Раньше люди просто недотягивали до момента превращения своего прошлого в историю, но мне кажется, что в моей памяти тоже есть смысл и сюжет, только передать это сложно. Потому что передавать надо и вкус, и запах, и ощущение Олиной замерзшей, по-детски шершавой руки, засунутой для обогрева в мой карман; и почему именно из-за этой руки невозможно было повернуть и уйти куда глаза глядят, подальше от подъезда, в котором явно два топтуна околачивались… А необходимо было пройти между топтунами, даже слегка их растолкав, подняться на пятый этаж крупноблочного дома на темной окраине, куда тянула Олечка… Дома, где жили наши друзья, где, ясное дело, шел обыск, где всех приходящих задерживали. Мы поднимались с этажа на этаж – лифт там никогда не работал, – и было страшно, еще как страшно, и с каждым этажом становилось страшнее. Этот факт неприлично упоминать, он нелеп и не подходит для обсуждения на научной конференции, а ведь как он важен!..


Еще важнее Андрею то, что Оле не было страшно. Ей было всегда так жалко других, так ее жгло сочувствие, что на собственный личный страх просто эмоций не хватало.

Дело в том, что она, Олечка, и была их вождем и лидером. Она по большей части не принимала участия в дискуссиях, сидела в стороне. Как андерсеновская Эльза, молча вязавшая свои крапивные рубашки даже по дороге на костер, чтобы успеть всех спасти, так Оля вечно что-нибудь срочное переписывала или перепечатывала. Только когда обсуждения уж совсем заходили в тупик или дикие лебеди уж слишком воспаряли к облакам, она вставала, вздыхала тяжело: «Ну хватит, пошли, что ли!» – и шла туда, куда нужно, и делала то, что нужно.

В Оле было качество, казавшееся Андрею сказочным. То есть удивительно простым и детским, но не совсем поддающимся рациональному объяснению. Оля чувствовала разницу между добром и злом. Как канарейка в шахте, как раздвоенная ветка вербы, ищущая живую воду.

И у нее было такое аккуратное, непритязательное лицо, всегда казалось, что она только что умылась очень холодной, живой водой. Теперь он думает: вполне возможно, что этот ярко горевший румянец уже тогда был признаком болезни.

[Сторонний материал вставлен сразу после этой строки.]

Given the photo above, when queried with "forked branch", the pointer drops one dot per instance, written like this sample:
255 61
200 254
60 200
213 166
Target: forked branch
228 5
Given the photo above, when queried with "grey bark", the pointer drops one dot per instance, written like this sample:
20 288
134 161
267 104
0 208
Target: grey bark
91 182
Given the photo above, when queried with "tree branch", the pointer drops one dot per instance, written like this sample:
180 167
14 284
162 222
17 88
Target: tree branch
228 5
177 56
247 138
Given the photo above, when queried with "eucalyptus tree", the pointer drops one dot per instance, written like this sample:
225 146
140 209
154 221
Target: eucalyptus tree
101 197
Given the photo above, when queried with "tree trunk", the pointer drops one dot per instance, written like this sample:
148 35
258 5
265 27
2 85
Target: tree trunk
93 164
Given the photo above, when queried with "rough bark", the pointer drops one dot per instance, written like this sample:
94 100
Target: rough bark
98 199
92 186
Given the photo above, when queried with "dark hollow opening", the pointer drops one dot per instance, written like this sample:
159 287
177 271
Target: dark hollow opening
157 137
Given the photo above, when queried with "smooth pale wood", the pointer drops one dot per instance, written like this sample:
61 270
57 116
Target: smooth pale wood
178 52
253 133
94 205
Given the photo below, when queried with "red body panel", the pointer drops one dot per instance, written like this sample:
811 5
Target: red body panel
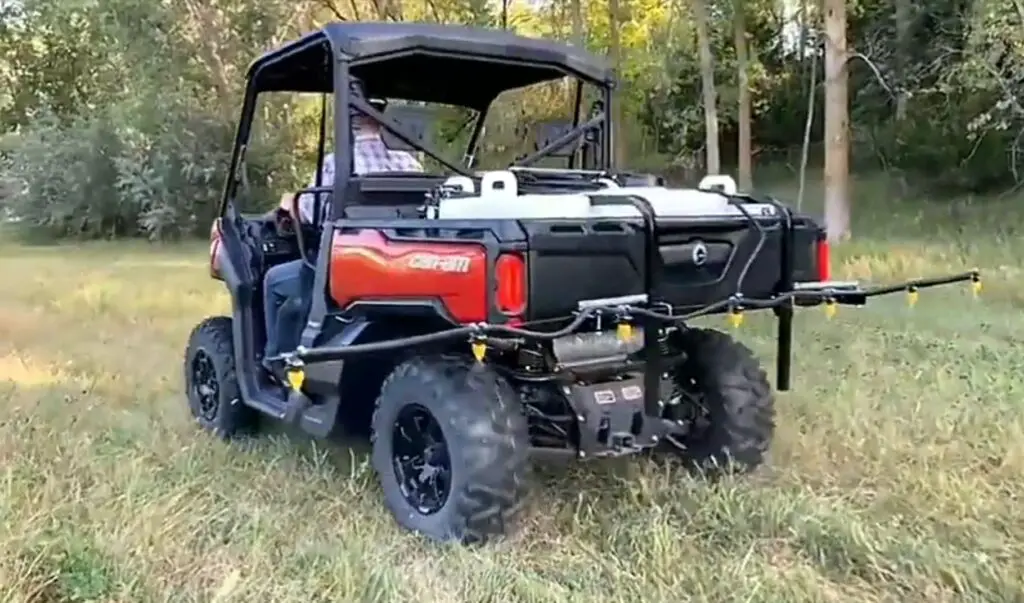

В своих влиятельных и основополагающих трудах – и в двухтомнике легенд, и в лекциях, и в статьях – Дмитрий Александрович В. никогда не упоминает об Оле. О важности Оли для них для всех. Вспомнил он об Оле и говорил о ней чересчур подробно только однажды. Как раз там, где мог бы и помолчать. В кабинете, куда его вызвали для беседы.

Потом он объяснял, почему должен был, абсолютно должен – в тактических целях – подкинуть следствию какой-то материал. Ольга, по его мнению, была наименее важной из них, и он, в мудрости своей, преднамеренно раздул ее роль и значение. От ее отсутствия Движение, – он всегда умел произносить слова как бы с заглавной буквы, – не пострадало так, как могло пострадать от отсутствия подлинного Лидера.

Психологические сложности Дмитрия Александровича дают исследователям широкое поле для занятных интерпретаций, позволяют продемонстрировать свое знакомство с творчеством Достоевского; наиболее бесстыжие приводят цитаты про душу, которую неплохо бы сузить.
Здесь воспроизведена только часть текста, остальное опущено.